De acordo com o Sindicato Nacional dos Editores de Livros (SNEL), a fixação de preços para lançamentos pode trazer mais equilíbrio ao mercado. Dante Cid, recém-empossado presidente da entidade, destacou que a proposta ajuda a evitar “canibalização de preços” por plataformas que não têm o livro como produto principal.
Já a Câmara Brasileira do Livro (CBL) reforçou que o foco não é tabelar preços, mas limitar os descontos em lançamentos para oferecer condições de concorrência mais justas. A presidenta da CBL, Sevani Matos, também enfatizou a importância de iniciativas que protejam a cadeia produtiva do livro e garantam acesso à cultura.
Opiniões Divergentes
Embora o projeto tenha sido bem recebido por diversas entidades e livreiros, também enfrenta críticas. Parlamentares da oposição, como Rogério Marinho (PL-RN) e Astronauta Marcos Pontes (PL-SP), argumentam que a lei representa um entrave burocrático que vai na contramão da livre iniciativa.
Para eles, a fixação de preços pode prejudicar a competitividade e afastar os consumidores. “Não se estimula a concorrência com uma tese anacrônica como essa”, disse Marinho.
Perspectivas para Consumidores e Livrarias
Uma das preocupações frequentes sobre a Lei do Preço Único é seu impacto no preço final do livro. O receio de que a regulamentação leve ao aumento de preços é um argumento recorrente entre críticos. No entanto, especialistas apontam que a medida pode ter efeito contrário.
Samuel Seibel, proprietário da Livraria da Vila, explicou que o controle dos descontos beneficia pequenos varejistas e impede que os preços sejam inflacionados pela lógica de promoções agressivas. Segundo ele, o modelo praticado na França resultou na abertura de mais livrarias e na redução dos preços finais, desmistificando a ideia de que a regulamentação tornaria os livros mais caros.
José Luiz Tahan, da Realejo Livros, reforça que a lei visa a proteger especialmente os lançamentos, que representam apenas 5% do total de livros vendidos anualmente. A medida, segundo ele, não interfere nos descontos de títulos mais antigos, que podem continuar a ser vendidos com preços promocionais.

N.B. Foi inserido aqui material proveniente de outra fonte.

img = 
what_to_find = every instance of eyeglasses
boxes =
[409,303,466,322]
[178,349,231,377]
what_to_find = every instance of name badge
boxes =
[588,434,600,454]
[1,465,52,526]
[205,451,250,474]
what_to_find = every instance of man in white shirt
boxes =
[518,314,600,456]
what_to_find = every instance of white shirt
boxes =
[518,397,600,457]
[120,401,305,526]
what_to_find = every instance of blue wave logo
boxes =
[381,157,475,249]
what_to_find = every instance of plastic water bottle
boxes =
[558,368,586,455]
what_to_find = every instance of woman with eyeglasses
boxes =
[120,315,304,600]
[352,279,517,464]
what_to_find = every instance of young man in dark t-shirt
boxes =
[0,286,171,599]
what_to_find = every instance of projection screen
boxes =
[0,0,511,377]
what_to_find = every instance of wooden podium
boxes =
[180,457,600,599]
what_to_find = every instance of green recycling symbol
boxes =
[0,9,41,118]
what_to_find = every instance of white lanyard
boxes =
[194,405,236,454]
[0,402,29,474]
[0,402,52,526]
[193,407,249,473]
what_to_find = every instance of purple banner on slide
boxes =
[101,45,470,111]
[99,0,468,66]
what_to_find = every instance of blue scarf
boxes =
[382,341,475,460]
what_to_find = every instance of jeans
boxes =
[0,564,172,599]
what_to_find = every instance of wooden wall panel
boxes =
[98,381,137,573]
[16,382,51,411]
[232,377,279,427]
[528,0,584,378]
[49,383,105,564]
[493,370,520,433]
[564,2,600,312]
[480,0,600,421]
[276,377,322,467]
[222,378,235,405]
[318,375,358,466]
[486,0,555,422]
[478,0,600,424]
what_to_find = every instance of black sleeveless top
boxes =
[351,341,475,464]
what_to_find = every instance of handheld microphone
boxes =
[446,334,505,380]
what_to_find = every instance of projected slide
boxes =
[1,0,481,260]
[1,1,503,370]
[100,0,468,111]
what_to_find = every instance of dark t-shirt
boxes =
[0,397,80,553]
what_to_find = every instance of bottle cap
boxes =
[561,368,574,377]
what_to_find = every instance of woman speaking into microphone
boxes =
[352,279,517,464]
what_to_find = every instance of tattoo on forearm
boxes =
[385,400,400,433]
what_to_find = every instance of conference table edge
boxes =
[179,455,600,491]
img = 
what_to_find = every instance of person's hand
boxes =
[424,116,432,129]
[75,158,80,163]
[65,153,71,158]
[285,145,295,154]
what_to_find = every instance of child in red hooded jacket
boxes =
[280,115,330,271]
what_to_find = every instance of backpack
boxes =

Próximos Passos da Lei no Congresso
Após ser aprovada pela Comissão de Cultura e Educação, a Lei Cortez ainda precisa ser analisada pela Câmara dos Deputados. Caso aprovada, seguirá para sanção presidencial. Apesar do apoio de entidades do setor, a tramitação ainda enfrenta resistências, como as emendas propostas pela senadora Damares Alves (Republicanos).
Essas emendas buscavam excluir os livros digitais da regulamentação e reduzir o prazo de congelamento de preços para seis meses, mas foram rejeitadas pela relatora Teresa Leitão (PT-PE).
O Futuro do Mercado Editorial Brasileiro
A Lei do Preço Único representa uma tentativa de revitalizar o mercado editorial brasileiro em um momento de transformação acelerada pela digitalização e pelas mudanças nos hábitos de consumo. Com o crescimento do e-commerce, as livrarias físicas enfrentam desafios para se manterem competitivas, e a regulamentação pode ser uma resposta para equilibrar forças no setor.
Enquanto a proposta avança no Congresso, o debate sobre seu impacto no acesso à leitura e no custo dos livros continua. Para entidades como a SNEL e a CBL, a regulamentação é um passo essencial para garantir que o livro permaneça acessível, sem prejudicar pequenos comerciantes e editores independentes.
O desfecho desse debate será crucial para o futuro da bibliodiversidade no Brasil e para a construção de uma política cultural que valorize a leitura como ferramenta de transformação social. O que está em jogo, afinal, é o equilíbrio entre acessibilidade, competitividade e a sustentabilidade do mercado editorial.